Haiti

Haiti: Simon Dieuseul Desras « Je suis désormais le chef de l’opposition »

PORT-AU-PRINCE – Dieuseul Simon Desras, dont les démêlés avec la justice concernant l’accomplissement de son mandat de sénateur ne sont pas encore classés, se dit prêt à donner une bouffée d’oxygène à l’opposition politique plongée dans l’inertie depuis le déclenchement pour de bon du processus électoral. Comme pour affirmer qu’il va la ressusciter, l’ex-président du Sénat n’y va pas par quatre chemins pour s’autoproclamer, sans la moindre gêne, nouveau leader de l’opposition au président Michel Martelly.

« A partir d’aujourd’hui, je déclare que je suis le chef de l’opposition politique. Parce que l’opposition est morte, elle est peut-être sans propositions. Une opposition qui s’est finalement courbée pour aller aux élections avec un décret électoral alors qu’elle rechignait pendant des lustres à voter une loi électorale et disait qu’elle n’allait pas aux élections avec Michel Martelly au pouvoir », clane l’ancien président du Sénat ce jeudi, très remonté contre ses anciens collègues au Sénat et d’autres figures de proue de l’opposition.

« Malheur à ceux qui veulent aller aux élections avec un pouvoir qui libère des bandits pour traquer ses opposants, fulmine M. Desras, soulignant néanmoins qu’il restera un allié sûr de l’opposition traditionnelle. Mais je les exhorte à ne pas s’embarquer aveuglément dans ces élections tandis que l’aspect sécuritaire n’est pas garanti. » Sans renoncer à ses velléités d’allonger la liste des candidats pour la prochaine présidentielle, Dieuseul Simon Desras indique cependant qu’il « n’est pas prêt pour l’instant à s’engager dans un processus électoral avec ce gouvernement.
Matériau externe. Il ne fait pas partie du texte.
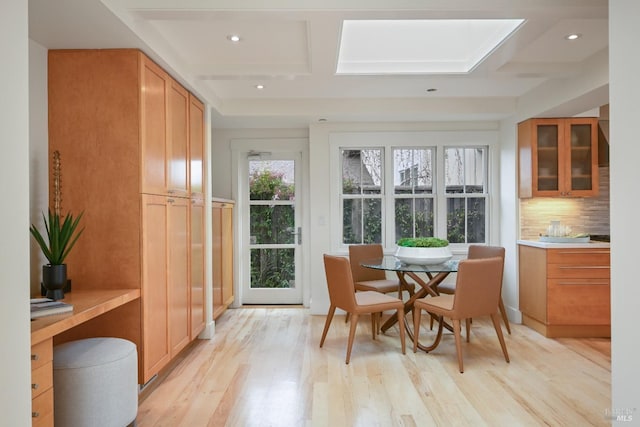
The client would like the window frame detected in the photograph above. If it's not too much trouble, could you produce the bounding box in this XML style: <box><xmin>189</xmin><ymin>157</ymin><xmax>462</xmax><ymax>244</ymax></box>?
<box><xmin>329</xmin><ymin>130</ymin><xmax>500</xmax><ymax>254</ymax></box>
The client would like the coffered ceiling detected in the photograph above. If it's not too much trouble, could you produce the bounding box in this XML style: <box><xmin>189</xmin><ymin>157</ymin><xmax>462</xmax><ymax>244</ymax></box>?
<box><xmin>29</xmin><ymin>0</ymin><xmax>608</xmax><ymax>128</ymax></box>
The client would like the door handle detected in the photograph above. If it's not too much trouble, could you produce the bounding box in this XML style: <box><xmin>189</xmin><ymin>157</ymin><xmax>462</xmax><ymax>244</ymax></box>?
<box><xmin>287</xmin><ymin>227</ymin><xmax>302</xmax><ymax>245</ymax></box>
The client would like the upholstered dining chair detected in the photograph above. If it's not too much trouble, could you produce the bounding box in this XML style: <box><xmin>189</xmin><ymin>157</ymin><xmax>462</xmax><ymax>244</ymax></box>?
<box><xmin>349</xmin><ymin>243</ymin><xmax>415</xmax><ymax>298</ymax></box>
<box><xmin>413</xmin><ymin>257</ymin><xmax>509</xmax><ymax>373</ymax></box>
<box><xmin>345</xmin><ymin>243</ymin><xmax>415</xmax><ymax>332</ymax></box>
<box><xmin>438</xmin><ymin>245</ymin><xmax>511</xmax><ymax>341</ymax></box>
<box><xmin>320</xmin><ymin>254</ymin><xmax>405</xmax><ymax>364</ymax></box>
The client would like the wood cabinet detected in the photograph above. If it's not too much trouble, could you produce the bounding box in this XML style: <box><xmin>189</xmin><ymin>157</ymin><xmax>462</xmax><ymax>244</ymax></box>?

Les conditions ne sont pas réunies ».

Prévoyant que les élections législatives ne pourront pas avoir lieu en août prochain comme prévu par le Conseil électoral, Desras affirme que le président Martelly n’a pas l’intention d’organiser les élections afin d’éviter de passer le pouvoir à un nouveau président élu au risque d’être arrêté. La libération polémique de Sonson Lafamilia et de Rénel Le Récif, accusés de kidnapping, sert de tremplin au sénateur Desras pour doucher le pouvoir Tèt Kale. À l’instar de beaucoup d’autres politiques, il suppose que « la justice est avilie et mise à nu dans cette affaire ».

« Aujourd’hui, l’Etat est transformé en un Etat paria, un Etat délinquant où le kidnapping et des actes de toutes sortes sont censés être officialisés », souligne-t-il, rejetant l’idée que le doyen du tribunal de première instance de Port-au-Prince n’était pas au courant qu’il y avait appel sur ce dossier. Je comprends mal aussi, a-t-il ajouté, que le commissaire du gouvernement ait affiché un tel comportement dans ce procès. » Par ailleurs, Dieuseul Simon Desras accuse ouvertement le ministre de la Justice dans cette affaire.

« Il faut chercher à savoir combien de fois le ministre de la Justice est entré en communication avec le commissaire du gouvernement au moment du déroulement du procès, a dit l’ancien président du Sénat. Pierre-Richard Casimir a parlé plus de neuf fois avec le commissaire du gouvernement. » Desras a assimilé l’appel de la décision fait par l’État haïtien à une « démagogie ».

« Ce n’est que pour la consommation de l’opinion », croit-il savoir et de grommeler : « Le ministre de la Justice se transforme en ministre de l’injustice. Il revient maintenant à la société de sanctionner ce gouvernement. Avec la libération du chef du gang Galil, on ne peut plus parler d’élections. Il est clair. Pas de pouvoir Tèt Kale sans ce gang. Nul ne peut nier l’attachement viscéral de ce réseau de malfaiteurs au palais national. »

Avant d’exhorter la communauté internationale à divorcer d’avec « ce pouvoir délinquant qui se fait complice des gangs, des bandits », Dieuseul Simon Desras de se questionner perplexe « si ce qui s’est passé ne s’inscrit pas dans le projet de perturber le processus électoral en vue de favoriser la réélection du pouvoir Tèt kale ».